The Almost Gone’s point-and-click personal history doesn’t work

Stylish isometric visuals, venerable point-and-click puzzle design and a brooding tale of family tragedy are hitched more than a little awkwardly together in The Almost Gone, a new morsel of misery from Belgian developer Happy Volcano. Fragmentary explorations of memory and loss are fashionable these days, but Kentucky Route Zero this ain't.

That is, perhaps, an unfair comparison. The games have different roots; Cardboard Computer's rambling, surreal slice of Americana is a gorgeously illustrated text adventure, a purely narrative experience. The Almost Gone is fundamentally a puzzle game, a work of graphic design and logic chains, with a tale of trauma written over and around it. (The game's official site features a statement from writer Joost Vandecasteele admitting that his job was to "inject" a story into the atmosphere conjured by Happy Volcano's art.) And that's the problem; the pathos it lunges for, often clumsily, is unearned.

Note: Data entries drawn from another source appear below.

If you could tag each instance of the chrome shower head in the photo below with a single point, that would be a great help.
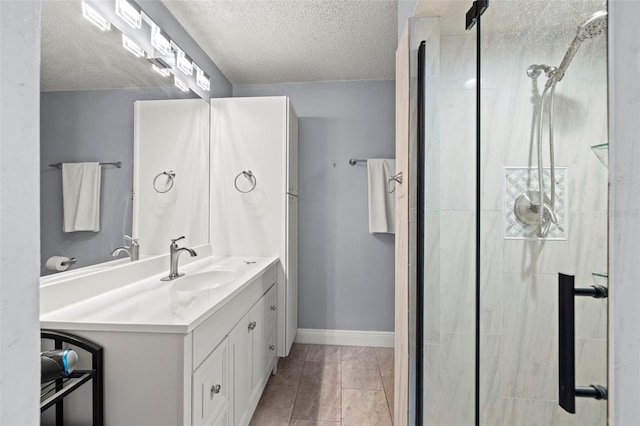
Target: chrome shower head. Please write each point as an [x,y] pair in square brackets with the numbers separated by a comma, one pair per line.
[594,26]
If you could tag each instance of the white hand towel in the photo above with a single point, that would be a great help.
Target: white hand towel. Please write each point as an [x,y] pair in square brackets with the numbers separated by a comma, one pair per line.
[81,196]
[382,204]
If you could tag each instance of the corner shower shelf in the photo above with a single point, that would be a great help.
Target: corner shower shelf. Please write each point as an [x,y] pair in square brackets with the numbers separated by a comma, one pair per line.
[602,152]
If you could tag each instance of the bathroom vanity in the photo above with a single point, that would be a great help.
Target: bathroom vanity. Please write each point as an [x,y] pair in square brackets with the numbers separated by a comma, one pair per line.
[197,350]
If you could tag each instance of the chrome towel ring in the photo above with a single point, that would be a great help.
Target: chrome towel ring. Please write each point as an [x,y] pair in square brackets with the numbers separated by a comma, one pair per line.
[170,177]
[250,176]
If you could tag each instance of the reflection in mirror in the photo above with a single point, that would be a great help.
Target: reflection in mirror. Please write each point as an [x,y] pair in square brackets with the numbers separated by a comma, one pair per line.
[89,85]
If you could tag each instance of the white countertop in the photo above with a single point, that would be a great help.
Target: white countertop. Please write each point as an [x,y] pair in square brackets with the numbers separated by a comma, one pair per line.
[152,305]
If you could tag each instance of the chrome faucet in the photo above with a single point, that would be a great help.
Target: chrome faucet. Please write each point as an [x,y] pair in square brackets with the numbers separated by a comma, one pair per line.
[133,250]
[174,255]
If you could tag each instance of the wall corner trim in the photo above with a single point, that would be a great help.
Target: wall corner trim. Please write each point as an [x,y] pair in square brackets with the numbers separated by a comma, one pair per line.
[381,339]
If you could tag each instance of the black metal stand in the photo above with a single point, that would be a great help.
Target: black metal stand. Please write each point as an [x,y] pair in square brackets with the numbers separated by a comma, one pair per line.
[568,391]
[52,393]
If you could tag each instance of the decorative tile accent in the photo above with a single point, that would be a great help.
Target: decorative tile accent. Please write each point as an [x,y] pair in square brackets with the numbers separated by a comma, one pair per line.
[518,180]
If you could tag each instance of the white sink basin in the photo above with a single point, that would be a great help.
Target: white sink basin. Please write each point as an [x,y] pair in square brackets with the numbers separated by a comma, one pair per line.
[205,280]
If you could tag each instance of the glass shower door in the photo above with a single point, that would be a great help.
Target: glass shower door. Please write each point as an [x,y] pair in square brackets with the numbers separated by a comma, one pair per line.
[543,198]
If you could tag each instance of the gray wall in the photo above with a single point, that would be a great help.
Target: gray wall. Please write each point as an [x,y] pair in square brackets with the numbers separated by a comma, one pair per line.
[92,125]
[346,274]
[405,11]
[19,300]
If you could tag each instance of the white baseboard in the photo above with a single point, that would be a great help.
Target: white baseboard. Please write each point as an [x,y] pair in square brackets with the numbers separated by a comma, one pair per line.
[381,339]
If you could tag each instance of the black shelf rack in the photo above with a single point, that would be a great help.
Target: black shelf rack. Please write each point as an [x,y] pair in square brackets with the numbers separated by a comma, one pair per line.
[52,393]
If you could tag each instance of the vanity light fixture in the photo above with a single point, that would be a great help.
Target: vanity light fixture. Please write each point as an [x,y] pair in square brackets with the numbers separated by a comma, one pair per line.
[95,18]
[131,46]
[180,84]
[162,71]
[201,79]
[159,40]
[129,13]
[183,63]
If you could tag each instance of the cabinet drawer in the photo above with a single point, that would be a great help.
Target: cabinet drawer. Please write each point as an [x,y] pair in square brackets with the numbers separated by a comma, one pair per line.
[272,310]
[211,386]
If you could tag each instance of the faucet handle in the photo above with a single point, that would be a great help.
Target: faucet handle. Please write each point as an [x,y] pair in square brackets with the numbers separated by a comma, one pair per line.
[177,239]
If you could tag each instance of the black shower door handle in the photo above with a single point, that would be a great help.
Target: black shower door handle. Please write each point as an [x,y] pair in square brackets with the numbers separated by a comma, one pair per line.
[568,391]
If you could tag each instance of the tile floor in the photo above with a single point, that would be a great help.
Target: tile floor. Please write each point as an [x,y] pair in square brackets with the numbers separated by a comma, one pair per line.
[319,385]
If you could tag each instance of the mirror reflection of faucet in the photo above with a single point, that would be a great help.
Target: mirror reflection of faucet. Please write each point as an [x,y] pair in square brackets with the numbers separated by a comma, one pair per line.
[132,250]
[174,255]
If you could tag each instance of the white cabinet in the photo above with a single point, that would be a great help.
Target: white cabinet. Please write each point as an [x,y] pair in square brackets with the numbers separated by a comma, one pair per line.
[211,387]
[252,349]
[260,135]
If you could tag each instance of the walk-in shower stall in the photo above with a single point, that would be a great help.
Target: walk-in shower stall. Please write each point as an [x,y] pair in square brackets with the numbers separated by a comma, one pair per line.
[511,280]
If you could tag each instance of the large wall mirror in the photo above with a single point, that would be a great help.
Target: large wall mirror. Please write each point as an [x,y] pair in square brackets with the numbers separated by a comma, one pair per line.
[89,86]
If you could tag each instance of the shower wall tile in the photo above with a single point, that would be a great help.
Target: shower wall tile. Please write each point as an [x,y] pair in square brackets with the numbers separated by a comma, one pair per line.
[490,380]
[431,395]
[589,67]
[591,316]
[457,149]
[529,364]
[589,178]
[491,154]
[457,271]
[588,245]
[536,257]
[453,400]
[491,266]
[591,362]
[522,412]
[432,277]
[457,61]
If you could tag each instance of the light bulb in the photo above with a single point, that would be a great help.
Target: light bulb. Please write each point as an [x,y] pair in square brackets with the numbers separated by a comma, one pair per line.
[129,13]
[95,18]
[181,84]
[131,46]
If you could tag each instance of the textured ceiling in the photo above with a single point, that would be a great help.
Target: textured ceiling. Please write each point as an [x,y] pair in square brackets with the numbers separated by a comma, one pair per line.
[273,41]
[78,56]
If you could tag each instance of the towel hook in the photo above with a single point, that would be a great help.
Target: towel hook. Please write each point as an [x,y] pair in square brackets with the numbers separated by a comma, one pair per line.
[396,178]
[250,176]
[170,176]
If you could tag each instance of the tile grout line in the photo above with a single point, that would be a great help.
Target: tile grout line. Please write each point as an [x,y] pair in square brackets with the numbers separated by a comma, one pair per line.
[304,360]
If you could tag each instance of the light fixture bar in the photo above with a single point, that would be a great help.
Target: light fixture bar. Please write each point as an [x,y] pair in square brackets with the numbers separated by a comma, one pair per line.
[129,13]
[131,46]
[202,79]
[95,18]
[162,71]
[180,84]
[183,63]
[159,40]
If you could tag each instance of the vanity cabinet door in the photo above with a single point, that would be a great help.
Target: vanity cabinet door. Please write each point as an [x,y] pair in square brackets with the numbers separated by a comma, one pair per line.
[239,348]
[257,317]
[272,320]
[211,386]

The Almost Gone is narrated by a disembodied voice, apparently of a young girl, as you and she explore her surroundings: a detailed but imperfect reconstruction of the house she grew up in, the street she lived on, and other locations from her family history. The illusion is broken and incomplete; tree branches grow through rooms, the pages of books are blank and some houses are just empty façades, like movie sets.